Bleeding ulcers are among the most common GI conditions that send patients to the emergency room, “but it’s uncommon for them to cause a critical level of blood loss,” says Adrienne Lenhart, MD, the Torrance Memorial gastroenterologist who treated Drockton at the hospital. “It became life-threatening in Tony’s case.”
The endoscopy performed by Dr. Lenhart showed two large ulcers in the stomach and small intestines and several smaller areas of inflammation. “All of those, based on the biopsy we took, were secondary to H. pylori infection,” she says.
Drockton calls his emergency stay at Torrance Memorial “a great experience. The nurses were amazingly attentive. They were funny, always laughing. And Dr. Lenhart was wonderful. She explained everything.”
They established a bantering relationship over a college football rivalry. “I found out right before going in for my scope she went to Michigan, which is our arch enemy,” says Drockton, an Ohio State superfan. “O-H,” he chanted bravely as they wheeled him into the surgery, but Lenhart refused to take up the Buckeyes’ call-and-response.

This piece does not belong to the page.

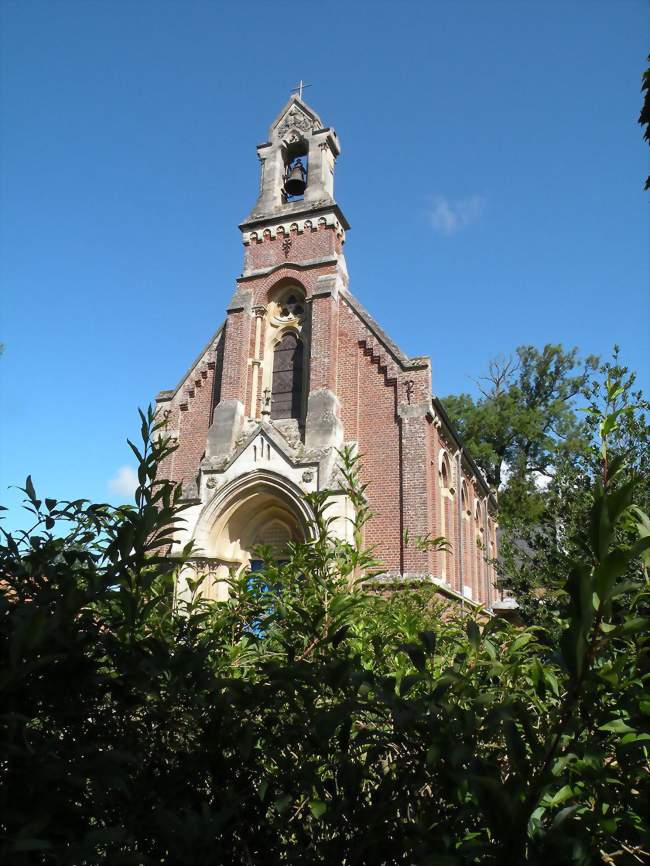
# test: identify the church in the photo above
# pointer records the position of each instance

Afterward, however, she stopped by his bed in the recovery area, leaned over and whispered in his ear: “I-O.”
Once diagnosed, the treatment was simple: a two-week course of antibiotics to knock out the
H. pylori and a month on proton pump inhibitors like Protonix and Prilosec to heal the ulcers.
“It’s crazy how long I put up with it,” he says, referring to years of unnecessary gastric distress. “Dr. Lenhart said I probably had H. pylori for decades, and the bacteria finally ganged up on me and created these ulcers.”

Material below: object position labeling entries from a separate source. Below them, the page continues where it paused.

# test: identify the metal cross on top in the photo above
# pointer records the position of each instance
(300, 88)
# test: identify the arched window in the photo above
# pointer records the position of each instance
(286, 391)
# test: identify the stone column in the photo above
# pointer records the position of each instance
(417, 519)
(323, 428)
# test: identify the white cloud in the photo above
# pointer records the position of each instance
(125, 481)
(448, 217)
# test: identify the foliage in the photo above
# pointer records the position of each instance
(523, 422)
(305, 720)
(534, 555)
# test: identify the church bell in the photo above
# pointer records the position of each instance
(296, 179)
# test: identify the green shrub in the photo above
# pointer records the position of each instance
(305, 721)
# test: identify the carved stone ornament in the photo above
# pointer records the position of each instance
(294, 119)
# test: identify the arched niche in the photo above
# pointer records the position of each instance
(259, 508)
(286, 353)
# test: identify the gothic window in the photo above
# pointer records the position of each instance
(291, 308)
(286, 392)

His recovery was rapid. Less than a month after his near-death experience, Drockton hosted a
major holiday sales event for Hammitt. No one there would have guessed how sick he’d been.
“Since then,” he says, “I have had no issues at all. Zero. No stomach pains. No bleeding. I like to joke I must have gotten the blood of some 20-year-old, because my energy was amazing. I felt great. I was like, ‘How do I get more of this blood?’”
Joking aside, Drockton says, “I really feel lucky to be alive. It’s almost like I got a second life.”
His loved ones—including Montanez, son Riley Drockton and nephew Daniel Drockton—have paid it forward by becoming blood donors at the hospital, where all donations stay on-site and are reserved for Torrance Memorial patients.